(DEPRECATED) Apache Flink Mailing List archive.

[DISCUSS] Checkpoint Failure process improvement

Classic

List

Threaded

2 messages Options

vino yang

[DISCUSS] Checkpoint Failure process improvement

Hi all,

Currently, the checkpoint's failure handling logic is somewhat confusing
(not focused), which makes some functions on existing code passive.

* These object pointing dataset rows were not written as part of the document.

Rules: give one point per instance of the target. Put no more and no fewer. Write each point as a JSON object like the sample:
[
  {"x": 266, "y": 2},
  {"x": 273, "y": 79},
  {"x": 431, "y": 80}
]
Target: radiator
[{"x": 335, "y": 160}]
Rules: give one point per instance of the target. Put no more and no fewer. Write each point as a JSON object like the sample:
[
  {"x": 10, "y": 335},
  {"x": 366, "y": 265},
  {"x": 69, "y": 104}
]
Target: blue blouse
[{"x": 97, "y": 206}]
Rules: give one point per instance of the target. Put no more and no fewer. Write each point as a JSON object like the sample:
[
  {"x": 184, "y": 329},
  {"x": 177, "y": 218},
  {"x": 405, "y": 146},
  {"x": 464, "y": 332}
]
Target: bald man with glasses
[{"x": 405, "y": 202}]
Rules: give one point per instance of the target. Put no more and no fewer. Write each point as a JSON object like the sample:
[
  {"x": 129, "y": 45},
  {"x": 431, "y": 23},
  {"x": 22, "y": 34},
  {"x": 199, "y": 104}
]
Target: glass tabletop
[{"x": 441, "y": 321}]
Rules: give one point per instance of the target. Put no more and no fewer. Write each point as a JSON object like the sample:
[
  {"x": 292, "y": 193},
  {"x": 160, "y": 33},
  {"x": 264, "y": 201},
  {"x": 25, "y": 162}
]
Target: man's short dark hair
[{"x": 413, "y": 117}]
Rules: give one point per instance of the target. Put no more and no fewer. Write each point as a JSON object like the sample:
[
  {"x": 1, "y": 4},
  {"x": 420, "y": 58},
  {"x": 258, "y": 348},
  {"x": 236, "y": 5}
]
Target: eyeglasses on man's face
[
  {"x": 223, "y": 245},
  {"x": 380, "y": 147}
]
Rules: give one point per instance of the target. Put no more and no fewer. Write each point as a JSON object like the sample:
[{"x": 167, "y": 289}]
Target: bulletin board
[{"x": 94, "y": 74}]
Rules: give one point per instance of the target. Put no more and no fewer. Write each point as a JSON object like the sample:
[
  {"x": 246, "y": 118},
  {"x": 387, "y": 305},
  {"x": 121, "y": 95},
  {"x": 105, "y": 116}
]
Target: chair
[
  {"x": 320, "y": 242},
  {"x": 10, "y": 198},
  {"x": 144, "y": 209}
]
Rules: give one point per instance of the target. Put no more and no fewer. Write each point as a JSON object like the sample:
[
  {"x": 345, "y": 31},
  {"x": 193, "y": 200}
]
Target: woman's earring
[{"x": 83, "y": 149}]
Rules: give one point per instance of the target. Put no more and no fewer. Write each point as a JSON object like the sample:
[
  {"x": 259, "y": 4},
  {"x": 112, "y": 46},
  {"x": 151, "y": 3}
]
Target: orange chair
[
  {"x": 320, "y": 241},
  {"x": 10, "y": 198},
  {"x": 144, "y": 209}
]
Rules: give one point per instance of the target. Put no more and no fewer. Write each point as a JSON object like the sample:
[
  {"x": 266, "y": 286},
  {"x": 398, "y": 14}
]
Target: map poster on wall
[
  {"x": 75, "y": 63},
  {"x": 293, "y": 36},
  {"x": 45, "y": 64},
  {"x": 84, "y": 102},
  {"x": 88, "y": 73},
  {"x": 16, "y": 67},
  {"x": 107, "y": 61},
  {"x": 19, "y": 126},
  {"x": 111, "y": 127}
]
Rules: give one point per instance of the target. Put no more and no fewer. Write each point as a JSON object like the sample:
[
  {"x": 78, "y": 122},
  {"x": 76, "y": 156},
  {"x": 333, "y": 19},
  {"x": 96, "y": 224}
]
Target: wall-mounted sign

So I provide a design document to improve the Checkpoint failure process
logic.

This design document primarily describes how to improve checkpoint failure
handling logic and make it more clear.

Based on this, we introduce a CheckpointFailureManager, which makes the
checkpoint failure processing more flexible.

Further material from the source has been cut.